This article appears courtesy of KY Forward and is written by Feoshia Davis.

We all know how tree branches, roots and other debris can gather in drains, gutters or rivers in times of heavy rain, especially in wet summers like this one.

Most of us have seen how these clogs, referred to as driftwood, can be transformed into works of art in the right loving hands.
But, did you know that this same driftwood can also be used to protect the banks of streams and rivers from erosion, thereby keeping things intact and our water sources clean at the same time?
That’s exactly what The Driftwood Institute is attempting to do. Institute leaders are combining education, creativity and ecology to shore up a Northern Kentucky soil bank along the Ohio River waterfront in Covington.
Led by Northern Kentucky University New Media Art Professor Brad McCombs, the Driftwood Institute aims to naturally beautify and shore up a portion of the Covington riverbank at an area known as The Point.
The Driftwood Institute is planned as a public artwork and erosion prevention effort that will tap into biological engineering, an emerging design method that incorporates natural elements like native grasses, shrubs and trees to stabilize riverbanks and prevent riverbank destruction.
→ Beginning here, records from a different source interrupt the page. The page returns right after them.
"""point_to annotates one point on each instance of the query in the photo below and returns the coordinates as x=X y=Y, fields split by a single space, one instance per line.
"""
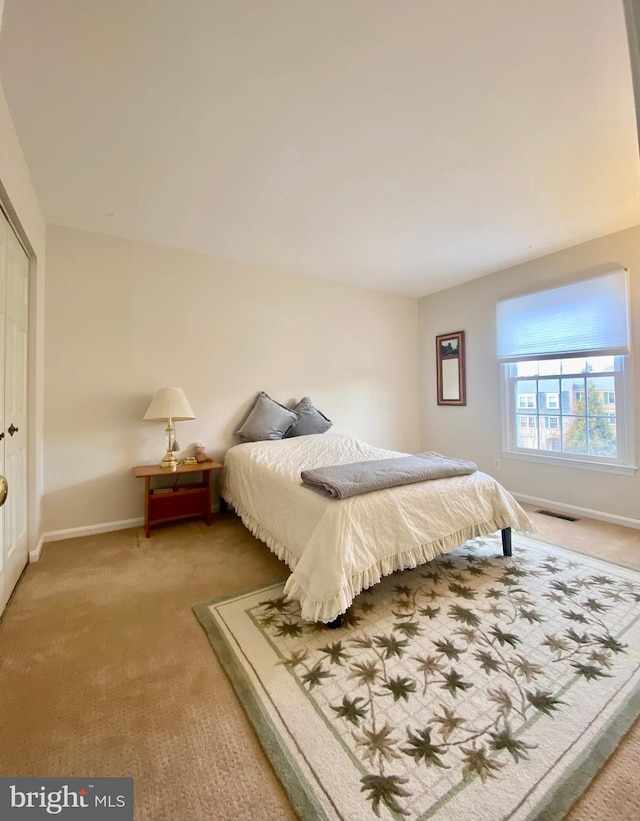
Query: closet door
x=5 y=590
x=13 y=400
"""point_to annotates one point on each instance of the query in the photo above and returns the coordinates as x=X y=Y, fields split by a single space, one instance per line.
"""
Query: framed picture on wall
x=450 y=369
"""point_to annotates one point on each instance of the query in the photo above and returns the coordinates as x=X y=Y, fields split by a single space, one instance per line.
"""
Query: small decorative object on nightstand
x=166 y=504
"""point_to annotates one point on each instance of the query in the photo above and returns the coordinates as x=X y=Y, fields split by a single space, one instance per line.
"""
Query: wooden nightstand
x=176 y=501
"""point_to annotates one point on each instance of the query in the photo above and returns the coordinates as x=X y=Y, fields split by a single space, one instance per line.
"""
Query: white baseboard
x=107 y=527
x=574 y=510
x=75 y=532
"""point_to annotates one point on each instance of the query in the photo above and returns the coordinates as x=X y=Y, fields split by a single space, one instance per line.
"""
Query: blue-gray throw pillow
x=267 y=419
x=310 y=421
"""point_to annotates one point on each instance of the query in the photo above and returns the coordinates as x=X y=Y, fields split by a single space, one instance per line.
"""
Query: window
x=527 y=400
x=564 y=356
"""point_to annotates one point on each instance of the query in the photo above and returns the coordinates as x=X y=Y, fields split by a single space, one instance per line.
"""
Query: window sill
x=576 y=464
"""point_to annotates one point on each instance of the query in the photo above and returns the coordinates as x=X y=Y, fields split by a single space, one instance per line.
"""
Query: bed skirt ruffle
x=328 y=610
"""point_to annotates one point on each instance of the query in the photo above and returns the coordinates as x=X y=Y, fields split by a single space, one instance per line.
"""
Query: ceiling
x=403 y=146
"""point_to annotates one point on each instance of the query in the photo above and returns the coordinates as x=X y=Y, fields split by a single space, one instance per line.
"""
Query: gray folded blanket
x=340 y=481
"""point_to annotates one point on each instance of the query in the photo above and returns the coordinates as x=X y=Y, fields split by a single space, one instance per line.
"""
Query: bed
x=337 y=548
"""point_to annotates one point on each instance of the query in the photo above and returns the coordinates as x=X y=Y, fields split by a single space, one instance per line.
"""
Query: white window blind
x=584 y=318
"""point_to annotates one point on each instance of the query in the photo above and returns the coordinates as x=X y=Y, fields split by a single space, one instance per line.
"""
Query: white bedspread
x=336 y=548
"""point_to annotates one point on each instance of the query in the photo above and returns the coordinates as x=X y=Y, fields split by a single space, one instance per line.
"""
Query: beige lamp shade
x=169 y=403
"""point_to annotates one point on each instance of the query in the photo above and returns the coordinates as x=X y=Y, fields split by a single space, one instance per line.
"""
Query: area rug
x=474 y=686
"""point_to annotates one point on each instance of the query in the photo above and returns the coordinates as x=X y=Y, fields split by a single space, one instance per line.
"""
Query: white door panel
x=13 y=402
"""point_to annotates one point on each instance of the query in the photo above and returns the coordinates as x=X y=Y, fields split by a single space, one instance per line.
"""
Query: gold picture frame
x=452 y=389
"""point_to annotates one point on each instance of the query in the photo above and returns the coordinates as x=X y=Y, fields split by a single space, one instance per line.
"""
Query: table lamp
x=169 y=405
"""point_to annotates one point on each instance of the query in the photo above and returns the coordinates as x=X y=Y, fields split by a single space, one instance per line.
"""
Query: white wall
x=123 y=318
x=19 y=200
x=474 y=431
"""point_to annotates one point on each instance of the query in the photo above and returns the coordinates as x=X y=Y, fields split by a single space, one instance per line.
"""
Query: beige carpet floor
x=105 y=671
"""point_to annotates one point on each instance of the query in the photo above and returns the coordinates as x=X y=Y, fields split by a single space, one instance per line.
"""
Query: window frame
x=623 y=463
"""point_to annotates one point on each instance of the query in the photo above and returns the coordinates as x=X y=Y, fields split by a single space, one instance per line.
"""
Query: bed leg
x=506 y=541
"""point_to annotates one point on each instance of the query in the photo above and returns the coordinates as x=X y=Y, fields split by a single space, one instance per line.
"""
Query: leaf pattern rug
x=474 y=686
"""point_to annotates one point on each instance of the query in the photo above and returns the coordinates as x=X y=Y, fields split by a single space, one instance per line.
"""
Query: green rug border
x=307 y=807
x=553 y=808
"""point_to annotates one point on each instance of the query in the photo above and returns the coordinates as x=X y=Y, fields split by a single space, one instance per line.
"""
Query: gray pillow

The project, to locate near the John A. Roebling Suspension Bridge, also has a higher goal: to connect the region’s people to the Ohio River, which absorbs water waste while being the major source of Greater Cincinnati’s drinking water.
“This project is about educating people, and using elements of the river to do that. A large part of the Driftwood Institute is bringing the community together around water issues,” McCombs says.
The Driftwood Institute gets its name from the driftwood that clogs an area where the river bends, especially after a heavy rain.
“If you look across the river at what Cincinnati did to prevent riverbank erosion, you’ll see it’s covered in concrete. We want to demonstrate bioengineering techniques that work with the water,” McCombs says.
The effort is being considered by Covington City officials. The Driftwood Institute could begin by summer of 2014 as the plans are underway to revitalize the Covington waterfront.
“Where now sits rubble and weeds, will emerge a poetic design of sculpture intertwined with native plants and interactive elements. This artwork will engage the public about ecology, our local watershed and the history that bind us together,” McCombs writes in a project summary.
NKU students will help plant new grasses and shrubs along the riverbank, and help clear driftwood from the river. That driftwood will be used by artists who will turn the pieces into small sculptures for sale. NKU’s Ecological Stewardship Institute and Covington’s Artisan Enterprise Center are also partners.
Part of the DI message is that individual life changes can have a major impact on Ohio River quality.

The Driftwood Institute plan follows a short documentary McCombs produced called Covington Ohio River Erosion, which in 2012 highlighted the riverbank’s gradual slide into the river. Erosion is leading to sidewalk and step degradation. It’s also undermining the stability of a 30-foot historic retaining stone wall along a residential section of the bank.
To view the documentary, click below:

Now McCombs, along with NKU students and alumni, are working on another dramatized video that will capture the river and everyday human impact on water quality.
The video focuses on two characters “Dinosaur-Man,” who represents the average homeowner, and “Driftwood,” a mystical woman who emerges from the river to show Dinosaur-Man how his lifestyle choices affect the Ohio River’s quality.
In the video, Driftwood will show Dinosaur-Man how his nicely manicured lawn, among other things, affects the water he drinks. A large source of river water pollution is synthetic fertilizers, which eventually make their way to sewers, and then to the river during downpours.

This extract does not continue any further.